An RNA virus is a virus characterized by a ribonucleic acid (RNA) based genome. The genome can be single-stranded RNA (ssRNA) or double-stranded (dsRNA). Notable human diseases caused by RNA viruses include influenza, SARS, MERS, COVID-19, Dengue virus, hepatitis C, hepatitis E, West Nile fever, Ebola virus disease, rabies, polio, mumps, and measles.

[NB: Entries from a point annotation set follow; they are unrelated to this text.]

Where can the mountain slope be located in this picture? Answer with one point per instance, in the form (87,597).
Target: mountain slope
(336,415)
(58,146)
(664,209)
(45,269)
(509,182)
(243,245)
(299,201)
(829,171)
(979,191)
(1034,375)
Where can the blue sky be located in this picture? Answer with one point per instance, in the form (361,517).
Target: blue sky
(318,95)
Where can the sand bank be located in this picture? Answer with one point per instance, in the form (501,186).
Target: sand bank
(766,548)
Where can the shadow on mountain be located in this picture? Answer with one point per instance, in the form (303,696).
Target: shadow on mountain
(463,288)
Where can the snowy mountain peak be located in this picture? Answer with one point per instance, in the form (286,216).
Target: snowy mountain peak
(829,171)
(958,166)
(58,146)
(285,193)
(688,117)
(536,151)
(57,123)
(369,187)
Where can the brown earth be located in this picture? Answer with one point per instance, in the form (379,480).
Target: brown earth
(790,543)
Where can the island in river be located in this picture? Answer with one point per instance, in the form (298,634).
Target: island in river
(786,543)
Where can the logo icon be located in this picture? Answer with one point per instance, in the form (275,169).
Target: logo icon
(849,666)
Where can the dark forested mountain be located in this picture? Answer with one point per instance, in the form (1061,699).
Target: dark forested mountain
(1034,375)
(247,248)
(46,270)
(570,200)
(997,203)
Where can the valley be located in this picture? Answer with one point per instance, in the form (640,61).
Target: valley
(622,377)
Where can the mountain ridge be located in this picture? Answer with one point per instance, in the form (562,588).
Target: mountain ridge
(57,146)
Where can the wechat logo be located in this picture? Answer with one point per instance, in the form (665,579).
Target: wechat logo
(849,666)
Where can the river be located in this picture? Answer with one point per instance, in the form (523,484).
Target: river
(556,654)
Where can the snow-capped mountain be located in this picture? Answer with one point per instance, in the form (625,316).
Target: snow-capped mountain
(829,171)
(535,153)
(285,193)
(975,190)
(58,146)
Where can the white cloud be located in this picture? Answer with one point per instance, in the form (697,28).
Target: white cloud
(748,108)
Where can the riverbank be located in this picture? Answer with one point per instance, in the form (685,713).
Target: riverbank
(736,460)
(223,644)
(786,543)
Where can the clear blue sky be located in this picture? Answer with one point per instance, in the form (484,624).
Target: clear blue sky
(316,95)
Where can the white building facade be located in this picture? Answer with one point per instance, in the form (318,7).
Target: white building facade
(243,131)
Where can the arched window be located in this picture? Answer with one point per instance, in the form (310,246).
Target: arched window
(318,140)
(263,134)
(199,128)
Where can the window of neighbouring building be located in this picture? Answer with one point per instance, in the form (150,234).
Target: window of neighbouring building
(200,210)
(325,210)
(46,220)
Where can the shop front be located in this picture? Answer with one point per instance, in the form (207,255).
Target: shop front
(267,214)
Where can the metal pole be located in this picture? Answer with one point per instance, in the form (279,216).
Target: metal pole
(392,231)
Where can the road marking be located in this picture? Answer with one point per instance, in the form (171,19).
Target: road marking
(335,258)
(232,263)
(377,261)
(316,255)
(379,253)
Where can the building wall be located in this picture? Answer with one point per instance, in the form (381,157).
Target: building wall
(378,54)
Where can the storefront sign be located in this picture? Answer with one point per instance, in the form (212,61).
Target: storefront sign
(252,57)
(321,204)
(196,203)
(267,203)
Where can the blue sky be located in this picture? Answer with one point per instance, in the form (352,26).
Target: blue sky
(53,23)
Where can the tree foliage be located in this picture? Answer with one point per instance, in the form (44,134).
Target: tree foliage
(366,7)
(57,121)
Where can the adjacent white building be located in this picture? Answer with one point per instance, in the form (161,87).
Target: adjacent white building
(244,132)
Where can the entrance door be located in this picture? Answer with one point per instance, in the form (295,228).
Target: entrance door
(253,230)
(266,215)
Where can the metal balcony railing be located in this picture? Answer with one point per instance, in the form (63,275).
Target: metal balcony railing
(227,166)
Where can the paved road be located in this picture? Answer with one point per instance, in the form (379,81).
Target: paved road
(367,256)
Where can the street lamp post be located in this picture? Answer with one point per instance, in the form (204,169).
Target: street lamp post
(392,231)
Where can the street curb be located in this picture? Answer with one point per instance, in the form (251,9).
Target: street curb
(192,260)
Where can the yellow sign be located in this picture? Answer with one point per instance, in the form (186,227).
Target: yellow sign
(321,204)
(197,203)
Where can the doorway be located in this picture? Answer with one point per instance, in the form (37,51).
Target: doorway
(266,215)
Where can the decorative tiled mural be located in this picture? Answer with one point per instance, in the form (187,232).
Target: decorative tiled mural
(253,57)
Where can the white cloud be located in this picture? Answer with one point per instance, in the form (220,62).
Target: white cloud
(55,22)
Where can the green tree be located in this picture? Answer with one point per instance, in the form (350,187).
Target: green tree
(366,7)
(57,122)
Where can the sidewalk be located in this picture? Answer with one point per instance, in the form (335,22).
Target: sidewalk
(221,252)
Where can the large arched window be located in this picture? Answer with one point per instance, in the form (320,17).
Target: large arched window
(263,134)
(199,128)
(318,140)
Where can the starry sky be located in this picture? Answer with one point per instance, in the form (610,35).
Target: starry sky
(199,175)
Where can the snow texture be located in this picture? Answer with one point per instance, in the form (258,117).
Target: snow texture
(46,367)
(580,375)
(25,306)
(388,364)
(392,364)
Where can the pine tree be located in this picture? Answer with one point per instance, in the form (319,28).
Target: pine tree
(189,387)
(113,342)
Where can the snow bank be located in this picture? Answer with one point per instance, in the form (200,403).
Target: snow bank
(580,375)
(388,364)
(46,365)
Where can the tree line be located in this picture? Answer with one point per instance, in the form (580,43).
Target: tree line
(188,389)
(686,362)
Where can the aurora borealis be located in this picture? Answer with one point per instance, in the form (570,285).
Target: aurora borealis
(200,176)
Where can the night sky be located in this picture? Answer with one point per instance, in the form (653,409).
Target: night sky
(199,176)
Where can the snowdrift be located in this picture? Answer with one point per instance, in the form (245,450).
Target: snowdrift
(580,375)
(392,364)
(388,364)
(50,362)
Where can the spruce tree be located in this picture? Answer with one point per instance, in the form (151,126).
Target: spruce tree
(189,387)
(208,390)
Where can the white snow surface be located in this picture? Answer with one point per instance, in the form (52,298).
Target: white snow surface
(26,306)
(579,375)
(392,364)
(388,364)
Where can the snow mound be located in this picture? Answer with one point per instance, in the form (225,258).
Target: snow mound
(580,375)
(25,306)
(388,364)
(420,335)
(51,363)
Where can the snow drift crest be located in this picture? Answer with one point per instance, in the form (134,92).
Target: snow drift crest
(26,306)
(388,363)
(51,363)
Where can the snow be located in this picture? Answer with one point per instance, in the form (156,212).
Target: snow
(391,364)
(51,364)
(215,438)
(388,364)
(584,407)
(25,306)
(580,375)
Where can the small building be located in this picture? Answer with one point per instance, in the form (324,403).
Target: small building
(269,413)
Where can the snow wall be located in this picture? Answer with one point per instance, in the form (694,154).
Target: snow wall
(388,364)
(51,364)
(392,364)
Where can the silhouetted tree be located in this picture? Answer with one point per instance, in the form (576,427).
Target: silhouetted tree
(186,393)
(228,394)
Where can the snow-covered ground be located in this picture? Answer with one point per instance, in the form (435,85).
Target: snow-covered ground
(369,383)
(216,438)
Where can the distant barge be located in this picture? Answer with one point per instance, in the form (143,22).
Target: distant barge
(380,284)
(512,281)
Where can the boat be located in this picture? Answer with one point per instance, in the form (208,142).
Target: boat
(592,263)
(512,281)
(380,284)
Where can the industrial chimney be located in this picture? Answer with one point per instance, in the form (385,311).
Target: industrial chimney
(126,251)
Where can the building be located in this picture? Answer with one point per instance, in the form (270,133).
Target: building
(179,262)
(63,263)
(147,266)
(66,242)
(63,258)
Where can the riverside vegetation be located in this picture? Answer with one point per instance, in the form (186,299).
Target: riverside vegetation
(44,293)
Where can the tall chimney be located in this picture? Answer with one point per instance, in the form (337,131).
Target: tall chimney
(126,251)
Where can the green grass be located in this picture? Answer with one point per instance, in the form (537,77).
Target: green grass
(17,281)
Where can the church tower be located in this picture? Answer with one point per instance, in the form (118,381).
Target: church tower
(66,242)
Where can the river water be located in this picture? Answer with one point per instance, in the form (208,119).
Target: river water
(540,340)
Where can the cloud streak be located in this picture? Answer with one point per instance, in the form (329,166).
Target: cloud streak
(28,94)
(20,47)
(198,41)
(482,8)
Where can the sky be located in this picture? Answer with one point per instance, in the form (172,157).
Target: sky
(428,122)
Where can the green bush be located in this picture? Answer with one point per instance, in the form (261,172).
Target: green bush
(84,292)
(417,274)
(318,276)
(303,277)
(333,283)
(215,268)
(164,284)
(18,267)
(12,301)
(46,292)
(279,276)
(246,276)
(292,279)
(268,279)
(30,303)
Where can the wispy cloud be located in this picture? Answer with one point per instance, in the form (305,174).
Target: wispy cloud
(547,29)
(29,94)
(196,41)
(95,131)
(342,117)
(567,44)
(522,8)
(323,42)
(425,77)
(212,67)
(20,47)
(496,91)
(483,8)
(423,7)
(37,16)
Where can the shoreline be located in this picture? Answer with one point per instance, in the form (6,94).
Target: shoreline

All RNA viruses use a homologous RNA-dependent polymerase for replication and are categorized by the International Committee on Taxonomy of Viruses (ICTV) into the realm Riboviria. This includes viruses belonging to Group III, Group IV, Group V, and Group VI of the Baltimore classification system. Group VI comprises the retroviruses, which have RNA genetic material but use DNA intermediates in their life cycle. Riboviria does not include viroids and satellite nucleic acids: Deltavirus, Avsunviroidae, and Pospiviroidae are taxa that were mistakenly included in 2019, (Note: This inclusion was due to a clerical error in TaxoProp 2017.006G, which proposed Riboviria.) but this was corrected in 2020.

==Characteristics==

===Single-stranded RNA viruses and RNA Sense===
RNA viruses can be further classified according to the sense or polarity of their RNA into negative-sense and positive-sense, or ambisense RNA viruses. Positive-sense viral RNA is similar to mRNA and thus can be immediately translated by the host cell. Negative-sense viral RNA is complementary to mRNA and thus must be converted to positive-sense RNA by an RNA-dependent RNA polymerase before translation. Purified RNA of a positive-sense virus can directly cause infection though it may be less infectious than the whole virus particle. In contrast, purified RNA of a negative-sense virus is not infectious by itself as it needs to be transcribed into positive-sense RNA; each virion can be transcribed to several positive-sense RNAs. Ambisense RNA viruses resemble negative-sense RNA viruses, except they translate genes from their negative and positive strands.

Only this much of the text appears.